Enfin, en mars, est venu un quatrième coup : Les assureurs de Sattui ont déclaré qu'ils ne couvriraient plus la cave qui avait brûlé. Aucune autre entreprise non plus. Dans le patois de l'assurance, la cave ira à nu jusqu'à la saison brûlante de cette année, que les experts prédisent d'être particulièrement féroce.

“Nous avons été touchés de toutes les manières possibles”, a déclaré Sattui. “Nous ne pouvons pas continuer comme ça.”

Dans la Napa Valley, le cœur luxuriant de l'industrie vinicole haut de gamme américaine, le changement climatique est synonyme de calamité. Pas à l'extérieur : sur la route principale qui traverse la petite ville de Sainte-Hélène, en Californie, les touristes affluent toujours dans les établissements vinicoles dotés de salles de dégustation superbement aménagées.
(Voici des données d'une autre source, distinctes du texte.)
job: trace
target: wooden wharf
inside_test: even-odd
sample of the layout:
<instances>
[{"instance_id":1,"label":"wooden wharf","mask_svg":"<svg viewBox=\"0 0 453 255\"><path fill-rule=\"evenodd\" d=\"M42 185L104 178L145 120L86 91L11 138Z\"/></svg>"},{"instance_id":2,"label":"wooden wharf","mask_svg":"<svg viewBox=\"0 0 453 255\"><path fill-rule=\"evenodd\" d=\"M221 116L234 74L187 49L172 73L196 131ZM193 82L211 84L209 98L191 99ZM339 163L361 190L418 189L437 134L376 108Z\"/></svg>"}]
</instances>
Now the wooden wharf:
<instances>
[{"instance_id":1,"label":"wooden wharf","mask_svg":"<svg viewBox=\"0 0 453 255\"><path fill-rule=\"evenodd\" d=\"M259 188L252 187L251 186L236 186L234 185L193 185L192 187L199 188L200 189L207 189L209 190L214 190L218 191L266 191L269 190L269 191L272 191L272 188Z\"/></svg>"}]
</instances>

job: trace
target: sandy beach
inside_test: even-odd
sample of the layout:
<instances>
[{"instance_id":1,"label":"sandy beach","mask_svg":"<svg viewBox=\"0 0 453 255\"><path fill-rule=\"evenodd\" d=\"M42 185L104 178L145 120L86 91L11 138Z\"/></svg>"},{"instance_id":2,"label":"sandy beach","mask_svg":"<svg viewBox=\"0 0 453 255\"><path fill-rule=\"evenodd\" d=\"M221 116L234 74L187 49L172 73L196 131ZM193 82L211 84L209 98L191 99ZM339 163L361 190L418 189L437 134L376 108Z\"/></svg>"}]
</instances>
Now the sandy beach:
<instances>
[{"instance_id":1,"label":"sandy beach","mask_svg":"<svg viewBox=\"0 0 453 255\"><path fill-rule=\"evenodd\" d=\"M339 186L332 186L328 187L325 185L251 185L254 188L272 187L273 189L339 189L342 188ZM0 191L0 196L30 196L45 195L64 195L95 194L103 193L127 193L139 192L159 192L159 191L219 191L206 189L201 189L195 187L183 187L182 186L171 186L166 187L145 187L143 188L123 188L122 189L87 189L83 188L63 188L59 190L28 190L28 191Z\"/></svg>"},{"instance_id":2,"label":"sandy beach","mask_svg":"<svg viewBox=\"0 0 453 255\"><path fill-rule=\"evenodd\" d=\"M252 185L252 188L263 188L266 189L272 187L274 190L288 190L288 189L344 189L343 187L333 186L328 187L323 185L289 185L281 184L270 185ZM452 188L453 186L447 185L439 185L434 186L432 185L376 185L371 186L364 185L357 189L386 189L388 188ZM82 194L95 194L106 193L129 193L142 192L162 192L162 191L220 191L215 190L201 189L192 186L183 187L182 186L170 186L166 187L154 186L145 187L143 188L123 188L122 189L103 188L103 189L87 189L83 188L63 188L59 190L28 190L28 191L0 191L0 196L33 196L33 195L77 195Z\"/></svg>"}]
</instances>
À l'Oie &AMP ; Gander, où les côtelettes d'agneau coûtent 63 $, la file d'attente pour une table tombe toujours sur le trottoir.

Mais quittez la route principale et les vignobles qui ont rendu cette vallée célèbre – où le mélange de sol, de températures et de précipitations était parfait – sont maintenant entourés de paysages brûlés, d'approvisionnements en eau en baisse et de vignerons de plus en plus nerveux les choses empirent.

Un homme inspecte des souches d'arbres brûlées près de ses vignobles, qui ont été carbonisés lors des incendies de forêt de l'année dernière, à Sainte-Hélène, en Californie. (New York Times)

Le désespoir a poussé certains producteurs à vaporiser un écran solaire sur les raisins, pour essayer d'empêcher la torréfaction, tandis que d'autres irriguent avec les eaux usées traitées des toilettes et des éviers car les réservoirs sont secs.

Leur sort compte même pour ceux qui ne savent pas distinguer un merlot d'un malbec. Napa possède certaines des terres agricoles les plus chères du pays, se vendant jusqu'à 1 million de dollars par acre; une tonne de raisins rapporte deux à quatre fois plus que partout ailleurs en Californie. S'il y a un recoin de l'agriculture américaine avec à la fois les moyens et les incitations pour déjouer le changement climatique, c'est bien ici.

Mais jusqu'à présent, l'expérience des vignerons ici démontre les limites de l'adaptation à une planète en réchauffement.< /p>

Si les tendances à la chaleur et à la sécheresse s'aggravent, “nous sommes probablement en faillite”, a déclaré Cyril Chappellet, président de Chappellet Winery, qui fonctionne depuis plus d'un demi-siècle. “Nous sommes tous hors d'affaire.”

'Je n'aime pas la façon dont les rouges ont le goût'

La cave de Stu Smith est à la fin d'une route à deux voies qui serpente du côté de Spring Mountain, à l'ouest de Sainte-Hélène. L'entraînement demande une certaine concentration : le feu de verre de 2020 a incinéré les poteaux de bois qui soutenaient les garde-corps, qui reposent maintenant comme des rubans abandonnés au bord de la falaise.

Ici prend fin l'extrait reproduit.